Si la transmission du coronavirus responsable de l'épidémie de Covid-19 a pu être expliquée par la diffusion de gouttelettes, voire par sa présence sur certaines surfaces, un travail publié dans The Lancet vient de souligner les dix raisons de penser que le principal mode de transmission de la maladie serait bien l'aérosol. De quoi s'interroger -même sans revenir sur le débat du port du masque qui a marqué le début de la pandémie de Covid-19- sur l'opportunité de mesures sanitaires qui ont souvent consisté à empêcher les populations d'avoir des activités à l'extérieur ou de les obliger à se confiner dans des endroits clos puisque c'est évidemment à l'intérieur que la transmission par aérosol se fait le plus facilement.
L'étude publiée dans The Lancet récapitule tous les "indices" qui placent ce mode de transmission par aérosol en tête de tous les autres.
Premier d'entre-eux, le fait que des contaminations importantes ont eu lieu dans des endroits fermés (salles de spectacles, navires, abattoirs, établissements de soins, etc..) dont la taille et le mode de ventilation ont entraîné une surdispersion du virus incompatible avec une transmission uniquement par gouttelettes.

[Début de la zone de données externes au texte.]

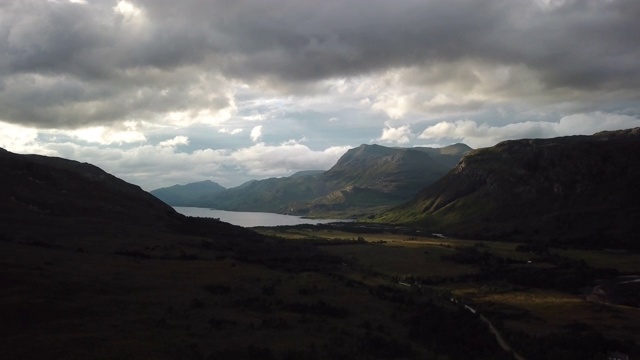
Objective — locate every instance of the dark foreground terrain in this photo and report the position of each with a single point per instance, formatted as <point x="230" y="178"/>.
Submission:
<point x="93" y="267"/>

Deuxième indice, la contamination observée entre des personnes se trouvant seuls dans des pièces proches l'une de l'autre, ce qui est notamment le cas dans les hôtels accueillant des les patients contaminés ou les cas contacts placés en quarantaine.
Troisième indice, la transmission par des patients asymptomatiques pourrait représenter entre un tiers et 60% des contaminations. Or, ces patients ne toussent, pas, n'éternuent pas ... mais parlent en sécrétant non pas des gouttelettes mais bien des particules d'aérosol.
Quatrième indice, la transmission du coronavirus est beaucoup moins élevée à l'extérieur qu'à l'intérieur où elle peut d'ailleurs être réduite lorsque les locaux sont bien ventilés avec de l'air extérieur.
Cinquième indice, alors que d'importantes précautions -même si elles ont parfois tardé faute de matériel- ont été prises pour protéger les personnels soignants des gouttelettes ou du contact avec des surfaces infectées, des infections nosocomiales par le SARS-CoV-2 ont été recensée un peu partout, les soignants n'ayant, en dehors des masques, bénéficié d'aucune protection particulière contre les aérosols.
Sixième indice - et non des moindres- le coronavirus sous sa forme infectieuse a été détecté dans l'air en laboratoire jusqu'à trois heures après sa diffusion, dans l'air de locaux occupés par des patients Covid ou dans l'air présent dans leur voiture. Et cela même si l'article de The Lancet souligne que certaines études ont montré que l'on n'avait pas réussi à capturer des échantillons de SARS-CoV-2 dans l'air, "cet échantillonnage étant techniquement très difficile".
Septième indice, la détection du virus dans des conduits d'aération et des filtres à air de locaux hospitaliers, "emplacements qui ne pouvaient être atteints que par aérosol".
Huitième indice, la contamination d'animaux sains placés dans des cages séparées de celles d'animaux infectés mais reliées entre-elles par des conduits d'air.
Neuvième indice, on n'a jamais prouvé ... le contraire ! Autrement dit, "aucune étude n'a fourni de preuves solides pour réfuter la transmission aérienne du SARS-CoV-2. Et si certaines personnes ayant respiré le même air que des patients contaminés n'ont pas été elles-mêmes atteintes par le virus, cela peut s'expliquer "par une combinaison de facteurs comme la quantité d'excrétion virale ou le degré de ventilation de l'environnement".
Dixième indice, qui vient conforter le précédent, les preuves "limitées" d'autres voies de transmission. "L'hypothèse erronée d'une transmission par proximité immédiate impliquant de grosses gouttelettes a été utilisée durant des décennies pour nier la transmission aérienne de la tuberculose et de la rougeole (il est désormais établi que le virus responsable de cette dernière reste actif dans l'air durant deux heures ..., NDLR)".
Conclusion des chercheurs : "Bien que d'autres routes puissent y contribuer, nous pensons que la route aérienne est susceptible d'être dominante", affirment-ils en précisant que cela doit avoir "des implications en matière de santé publique".